Having won awards at the international exhibition in San Francisco in 1915, he obtained important commissions in the field of celebratory sculpture, including the Monument to Enrico Toti and the Monument to the Railway Worker, inaugurated in Rome in 1922 and 1923. He also worked with the architect Marcello Piacentini on the artistic decoration of the Banca d’Italia building in the present-day Piazza del Parlamento (1922–1923), the Arco della Vittoria in Genoa (inaugurated in 1931) and the Palazzo di Giustizia in Milan (1939).

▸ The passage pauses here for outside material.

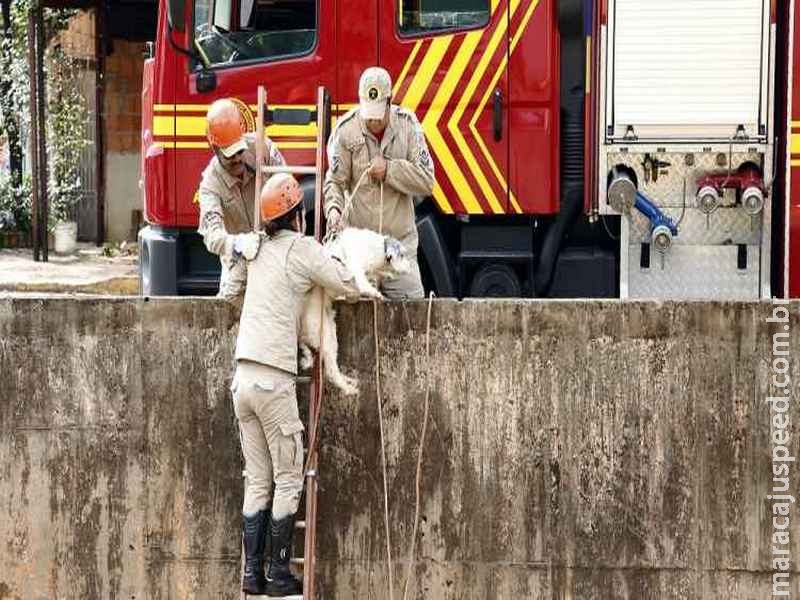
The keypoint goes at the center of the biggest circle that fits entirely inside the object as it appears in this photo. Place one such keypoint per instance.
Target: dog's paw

As a painter, he made his debut at the Rome Promotrice in 1927, and then participated in the first national exhibition devoted to the Animal in Art, at the zoological gardens in Rome in 1930, followed by the Venice Biennale in 1932 and the 2nd Rome Quadriennale in 1935. His sculptures were included in the universal exhibitions in Paris in 1937 and in New York in 1939, his monument to Guglielmo Marconi being displayed at the latter; he also executed the large stele dedicated to Marconi in EUR, Rome, in 1959. He held the chair of sculpture at the Carrara Academy from 1929 to 1951. Among his students was Clara Fasano.

Arturo Dazzi died in 1966 in Pisa.

==Sources==
- Laura Casone, Arturo Dazzi, online catalogue Artgate by Fondazione Cariplo, 2010, CC BY-SA (source for the first revision of this article).